(266.20-268.6) Today's reading consists of two parts. Here, Shaun's glosses in the right margin provide some help in unpacking each section's meaning. The first, as noted by Shaun, covers "PREAUSTERIC MAN AND HIS PURSUIT OF PANHYSTERIC WOMAN." This is early man in search of early woman. On the wall of the children's study, we see a picture of two fighters: "wranglers for wringwrowdy wready," or rowdy fighters ready to do battle in the ring. This is compared to both the showdown between Mutt and Jute (here "meet" and "chaff") and the battle between Aetius and Atilla. Their battle serves as a prelude for the quest for the woman, the "flickerflapper" who is the subject of the "Storiella as she is syung."
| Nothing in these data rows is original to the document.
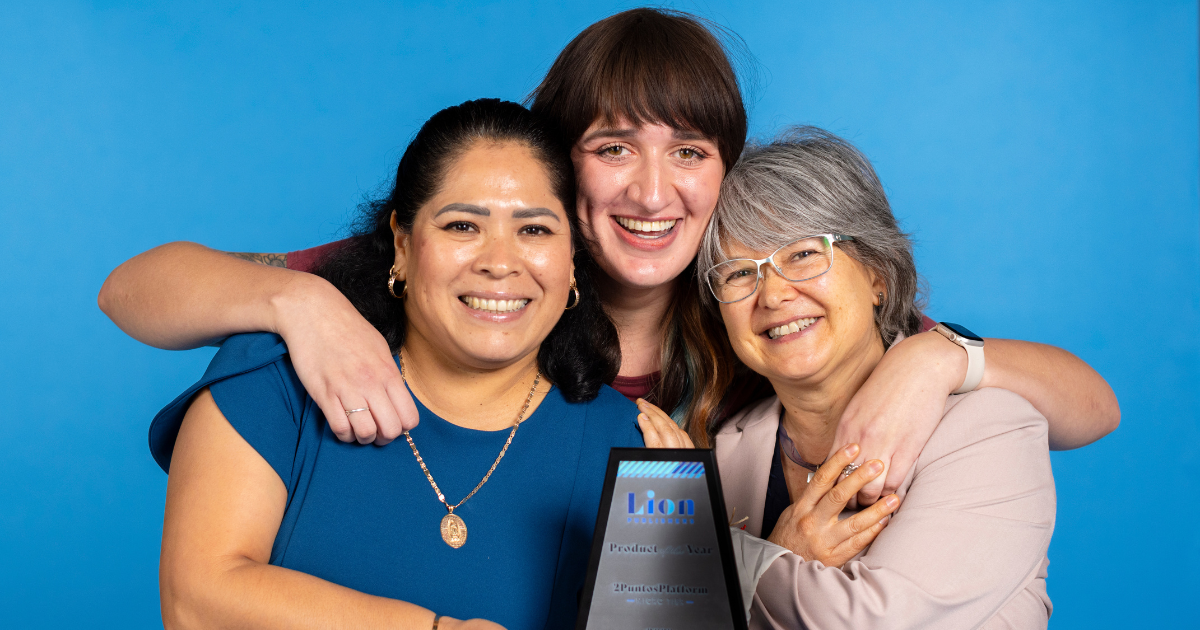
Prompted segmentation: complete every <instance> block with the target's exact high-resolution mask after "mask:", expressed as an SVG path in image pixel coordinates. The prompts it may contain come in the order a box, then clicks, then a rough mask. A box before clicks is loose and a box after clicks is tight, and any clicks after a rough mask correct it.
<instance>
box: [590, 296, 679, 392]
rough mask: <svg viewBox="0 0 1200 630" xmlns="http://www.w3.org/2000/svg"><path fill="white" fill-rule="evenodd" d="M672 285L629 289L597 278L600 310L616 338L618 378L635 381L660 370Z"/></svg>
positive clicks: (661, 363) (670, 304) (670, 303)
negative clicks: (610, 325) (600, 305)
mask: <svg viewBox="0 0 1200 630" xmlns="http://www.w3.org/2000/svg"><path fill="white" fill-rule="evenodd" d="M674 284H676V283H674V282H667V283H665V284H659V286H658V287H649V288H647V287H630V286H626V284H620V283H618V282H616V281H613V280H612V278H610V277H607V276H601V281H600V284H599V289H600V296H601V298H602V299H604V308H605V312H606V313H608V317H610V318H612V323H613V325H616V326H617V336H618V337H619V338H620V371H619V372H618V373H619V376H623V377H637V376H642V374H649V373H652V372H658V371H660V370H662V330H664V324H665V322H664V318H665V317H666V314H667V310H668V308H670V307H671V300H672V298H674V293H676V288H674Z"/></svg>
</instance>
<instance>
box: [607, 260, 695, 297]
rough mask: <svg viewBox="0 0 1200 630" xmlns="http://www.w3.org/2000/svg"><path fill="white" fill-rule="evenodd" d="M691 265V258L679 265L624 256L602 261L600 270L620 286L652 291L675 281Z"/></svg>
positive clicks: (655, 260) (678, 263) (666, 261)
mask: <svg viewBox="0 0 1200 630" xmlns="http://www.w3.org/2000/svg"><path fill="white" fill-rule="evenodd" d="M689 263H691V259H690V258H689V259H688V260H686V262H684V263H682V264H679V263H678V262H677V260H673V259H667V260H648V259H646V258H636V257H628V256H623V257H620V258H619V259H617V260H610V259H605V260H601V262H600V268H601V269H604V270H605V272H606V274H608V277H611V278H612V280H614V281H617V283H619V284H625V286H628V287H637V288H643V289H650V288H654V287H661V286H662V284H666V283H668V282H672V281H674V278H677V277H679V274H683V271H684V269H688V264H689Z"/></svg>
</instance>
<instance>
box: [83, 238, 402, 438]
mask: <svg viewBox="0 0 1200 630" xmlns="http://www.w3.org/2000/svg"><path fill="white" fill-rule="evenodd" d="M252 260H253V262H252ZM284 260H286V256H284V254H247V253H238V254H232V256H230V254H227V253H224V252H218V251H216V250H210V248H208V247H204V246H203V245H197V244H194V242H172V244H168V245H163V246H160V247H155V248H154V250H150V251H149V252H145V253H142V254H138V256H136V257H133V258H131V259H130V260H126V262H125V263H124V264H121V266H119V268H116V269H115V270H113V272H112V274H109V276H108V280H106V281H104V286H103V287H102V288H101V289H100V299H98V301H100V307H101V310H102V311H104V313H106V314H107V316H108V317H109V318H112V319H113V323H115V324H116V325H118V326H120V329H121V330H124V331H125V332H126V334H128V335H130V336H131V337H133V338H136V340H138V341H140V342H143V343H148V344H150V346H154V347H157V348H164V349H174V350H180V349H188V348H196V347H199V346H205V344H210V343H214V342H215V341H218V340H222V338H224V337H228V336H229V335H235V334H239V332H254V331H268V332H276V334H278V335H280V336H282V337H283V341H286V342H287V344H288V352H289V353H290V354H292V362H293V365H295V368H296V374H299V377H300V382H301V383H304V386H305V389H307V390H308V394H310V395H311V396H312V398H313V400H314V401H316V402H317V404H318V406H319V407H320V409H322V412H324V414H325V419H326V420H328V421H329V426H330V428H331V430H332V431H334V433H335V434H337V437H338V438H340V439H342V440H344V442H350V440H354V439H356V440H358V442H360V443H367V442H374V443H376V444H380V445H382V444H386V443H389V442H391V440H392V439H396V437H397V436H400V434H401V432H402V431H406V430H409V428H412V427H414V426H416V420H418V413H416V407H415V404H414V403H413V398H412V396H410V395H409V394H408V390H407V389H406V388H404V382H403V380H402V379H401V377H400V370H398V368H397V367H396V364H395V362H394V361H392V358H391V349H390V348H389V347H388V342H386V341H384V338H383V336H382V335H379V331H377V330H376V329H374V328H373V326H372V325H371V324H370V323H367V320H366V319H364V318H362V316H360V314H359V312H358V311H356V310H355V308H354V306H353V305H352V304H350V302H349V301H348V300H347V299H346V296H344V295H342V294H341V292H338V290H337V289H336V288H335V287H334V286H332V284H330V283H329V282H325V280H323V278H320V277H318V276H313V275H311V274H304V272H300V271H292V270H288V269H283V268H282V264H283V262H284ZM361 408H366V409H367V410H365V412H358V413H354V414H347V413H346V409H361Z"/></svg>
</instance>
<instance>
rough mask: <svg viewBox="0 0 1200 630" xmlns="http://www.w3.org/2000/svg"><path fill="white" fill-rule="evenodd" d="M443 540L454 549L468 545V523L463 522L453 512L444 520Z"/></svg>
mask: <svg viewBox="0 0 1200 630" xmlns="http://www.w3.org/2000/svg"><path fill="white" fill-rule="evenodd" d="M442 540H444V541H446V545H450V546H451V547H454V548H458V547H461V546H463V545H466V544H467V523H464V522H462V518H460V517H458V515H456V514H454V512H451V514H448V515H445V517H443V518H442Z"/></svg>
With the preliminaries of war taken care of, we move on to the seduction, or as Shaun explains it, "URGES AND WIDERURGES IN A PRIMITIVE SEPT." The woman is now addressed as light ("Belisha beacon, beckon bright!") and color ("That greene ray of earong it waves us to yonder as the red, blue and yellow flogs time on the domisole, with a blewy blow and a windigo."). After this "sybilette" is identified, a charmer (presumably, the victor of the previous paragraph's battle) engages her in an embrace that enflames sexual desire, with "all thinking of it, the It with an itch in it, the All every inich of it, the pleasure each will preen her for, the business each was bred to breed by."
Here, it appears that the universal, all-encompassing sexual desire and appetite serves as the counterpart, or, perhaps, compliment, to the war urge. It also is the means by which the human race will flourish. It is fitting, then, that today's reading ends with a footnote from Isabel, which calls all this "The law of the jungerl" -- the law of the jungle, the law of the young girl, and the law of Jung.